Re: Index format v5

Junio C Hamano <gitster@xxxxxxxxx> · Thu, 03 May 2012 11:54:39 -0700

Thomas Gummerer <t.gummerer@xxxxxxxxx> writes:

> I have been drafting the Version 5 of the index format over the past
> few days with the help of Thomas Rast, Michael Haggerty, cmn and
> barrbrain on IRC.

Hrm, so if there is anything glaringly wrong below, should I reduce the
"trustable reviewer karma point" from these people?  Or did you forget to
say "but remaining errors are mine" ;-)?

> GIT index format
> ================
>
> = The git index file has the following format
>
>   All binary numbers are in network byte order. Version 5 is described
>   here.
>
>    - A 16-byte header consisting of
>
>      4-byte signature:
>        The signature is { 'D', 'I', 'R', 'C' } (stands for "dircache")
>
>      4-byte version number:
>        The current supported versions are 2, 3, 4 and 5.
>
>      32-bit number of directories.

>      32-bit number of file entries.

I take these two numbers mean "we have this many directory entries in the
index" and "we have this many file entries in the index"; I found it
unclear during my first scan.

Have you considered expressing these new "directories", "files" and
associated data as a new (mandatory) extension?

>    - Offset to the extensions.
>
>      32-bit number of extensions.

Why is this necessary?  It means that the writer needs to enumerate how
many extensions it is going to write before starting to write, unless it
is willing to seek back and fill this.  And it is not like the reader will
first allocate an array to hold uniformly sized extension and will be
helped to have the number of entries upfront in order to do the
allocation.

What purpose does this serve?

>      32-bit number offset to the extension. (Possibly none, as many as
>      indicated in the 4-byte number of extensions)

Why is this needed?  It appears that there is no field that points at the
beginning of array that stores "directory offsets", nor "file offsets", so
I am assuming that you will be scanning the index file to find them.  Why
can't the extensions be handled exactly the same way?

>    - A number of directory offsets (see below). [1]
>
>    - A number of sorted directories (see below). [2]
>
>    - 32-bit crc32 checksum for the header, extension offsets and directories.

What does "32" in "crc32" stand for ? ;-)

>    - A number of file offsets (see below). [1]
>
>    - A number of file entries (see below).
>
>    - A number of entries for conflicted data/resolved conflicts (see below).
>
>    - Extensions
>
>      Extensions are identified by signature.

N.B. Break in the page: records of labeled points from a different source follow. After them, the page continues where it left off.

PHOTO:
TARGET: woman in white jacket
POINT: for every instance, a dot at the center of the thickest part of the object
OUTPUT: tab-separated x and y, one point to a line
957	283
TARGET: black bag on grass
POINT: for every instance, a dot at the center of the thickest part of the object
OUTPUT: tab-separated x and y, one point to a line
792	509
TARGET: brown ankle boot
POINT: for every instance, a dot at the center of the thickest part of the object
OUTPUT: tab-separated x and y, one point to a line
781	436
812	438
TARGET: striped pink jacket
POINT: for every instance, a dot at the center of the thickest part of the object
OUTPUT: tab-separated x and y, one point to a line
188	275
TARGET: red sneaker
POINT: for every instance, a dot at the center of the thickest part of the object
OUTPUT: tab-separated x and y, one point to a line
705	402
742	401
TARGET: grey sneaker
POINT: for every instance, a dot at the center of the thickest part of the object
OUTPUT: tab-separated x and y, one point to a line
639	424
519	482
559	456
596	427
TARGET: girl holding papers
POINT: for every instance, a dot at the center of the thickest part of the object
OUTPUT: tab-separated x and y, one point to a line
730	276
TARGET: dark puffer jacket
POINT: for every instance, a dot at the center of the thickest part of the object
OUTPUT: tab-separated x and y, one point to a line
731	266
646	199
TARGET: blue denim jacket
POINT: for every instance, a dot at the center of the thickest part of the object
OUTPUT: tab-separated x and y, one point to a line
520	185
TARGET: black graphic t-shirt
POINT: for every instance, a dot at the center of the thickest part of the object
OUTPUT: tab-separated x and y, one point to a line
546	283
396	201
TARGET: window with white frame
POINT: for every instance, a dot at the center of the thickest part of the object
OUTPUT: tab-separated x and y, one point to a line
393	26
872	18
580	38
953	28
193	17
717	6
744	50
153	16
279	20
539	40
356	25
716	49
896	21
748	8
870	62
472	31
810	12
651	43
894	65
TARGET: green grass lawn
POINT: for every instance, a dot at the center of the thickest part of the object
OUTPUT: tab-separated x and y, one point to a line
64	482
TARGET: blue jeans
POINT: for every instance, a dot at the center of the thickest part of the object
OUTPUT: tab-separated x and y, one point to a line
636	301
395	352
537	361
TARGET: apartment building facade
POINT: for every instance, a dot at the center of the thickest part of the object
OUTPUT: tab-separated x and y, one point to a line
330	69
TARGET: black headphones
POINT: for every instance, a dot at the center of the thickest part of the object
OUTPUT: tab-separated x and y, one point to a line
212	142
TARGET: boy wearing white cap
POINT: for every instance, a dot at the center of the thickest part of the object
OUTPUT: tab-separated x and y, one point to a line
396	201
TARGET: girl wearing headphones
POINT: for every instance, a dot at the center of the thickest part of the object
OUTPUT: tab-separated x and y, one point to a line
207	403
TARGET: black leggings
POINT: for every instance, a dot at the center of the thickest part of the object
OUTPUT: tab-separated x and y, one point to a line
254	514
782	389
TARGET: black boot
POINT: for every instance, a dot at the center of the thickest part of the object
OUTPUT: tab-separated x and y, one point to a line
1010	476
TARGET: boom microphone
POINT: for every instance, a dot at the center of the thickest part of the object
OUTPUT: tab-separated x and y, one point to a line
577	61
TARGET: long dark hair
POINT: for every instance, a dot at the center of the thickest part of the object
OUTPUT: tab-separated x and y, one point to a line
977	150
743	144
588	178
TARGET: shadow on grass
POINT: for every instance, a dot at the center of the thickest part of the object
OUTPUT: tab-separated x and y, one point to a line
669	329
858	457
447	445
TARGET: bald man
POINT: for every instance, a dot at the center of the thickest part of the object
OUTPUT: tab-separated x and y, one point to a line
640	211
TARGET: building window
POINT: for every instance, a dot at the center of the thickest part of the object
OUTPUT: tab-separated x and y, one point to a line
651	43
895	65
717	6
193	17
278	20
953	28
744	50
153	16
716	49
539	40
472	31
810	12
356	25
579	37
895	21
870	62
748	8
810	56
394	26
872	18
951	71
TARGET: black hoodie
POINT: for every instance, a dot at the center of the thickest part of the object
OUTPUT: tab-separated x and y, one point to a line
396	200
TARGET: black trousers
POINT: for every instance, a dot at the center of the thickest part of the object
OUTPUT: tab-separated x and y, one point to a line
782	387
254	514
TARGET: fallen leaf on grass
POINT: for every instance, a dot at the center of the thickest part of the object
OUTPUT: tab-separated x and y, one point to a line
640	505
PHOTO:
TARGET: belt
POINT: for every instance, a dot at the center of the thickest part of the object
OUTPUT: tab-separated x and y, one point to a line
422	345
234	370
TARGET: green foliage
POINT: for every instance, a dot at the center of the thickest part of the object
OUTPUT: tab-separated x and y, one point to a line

Optional extensions can
>      be ignored if GIT does not understand them.
>
>      GIT supports an arbitrary number of extension, but currently none
>      is implemented. [3]
>
>      4-byte extension signature. If the first byte is 'A'..'Z' the
>      extension is optional and can be ignored.
>
>      32-bit size of the extension
>
>      32-bit crc32 checksum of the extension signature and size
>
>      Extension data
>
>
> == Directory entry offsets

The name "directory entry offset" does not seem to appear anywhere before
this, so it is unclear what this section of the documentation is trying to
describe.  Is this the same as "directory offsets" above?  In other words,
"A number of directory offsets (see below)." above is an array of something,
and this section is trying to describe what that something is?

>   32-bit offset to the directory.

I take it is "offset relative to the beginning of the file in the index".

>   This part is needed for making the directory entries bisectable and
>     thus allowing a binary search.
>
> == Directory entry
>
>   Directory entries are sorted in lexicographic order by the name
>   of their path starting with the root.
>
>   Path names (variable length) relative to top level directory (without the
>     leading slash). '/' is used as path separator. '.' indicates the root
>     directory. The special patch components ".." and ".git" (without quotes)
>     are disallowed. Trailing slash is also disallowed.

I understood "the root" to mean "the top level of the directory hierarchy"
(i.e. the directory that corresponds to the top level of the working
tree), but it needs to be explained better.  Using '.' for root sounds
somewhat questionable, though.  Why not a string of length 0?

When an index represents a D/F conflict, some stages may have a directory
D while others do not have D (but have a regular file at D).  Doesn't
directory entry need to have a stage information?

>   1 nul byte to terminate the path.
>
>   32-bit offset to the first file of a directory

What does this point at?  Does it point into the array of "file offsets"
or the array of "file entries"?

>   32-bit offset to conflicted/resolved data at the end of the index.
>     0 if there is no such data. [4]
>
>   4-byte number of subtrees this tree has

Which is an undefined number unless you specify which stage you are
talking about.

>   4-byte number of entries in the index that is covered by the tree this
>     entry represents. (entry_count) (-1 if the entry is invalid)
>
>   160-bit object name for the object that would result from writing
>     this span of index as a tree.
>
>   The last 24 bytes are for the cache tree. An entry can be in an
>     invalidated state which is represented by having -1 in the entry_count
>     field. If an entry is in invalidated state, the next entry will begin
>     after the number of subtrees, and the 160-bit object name is dropped.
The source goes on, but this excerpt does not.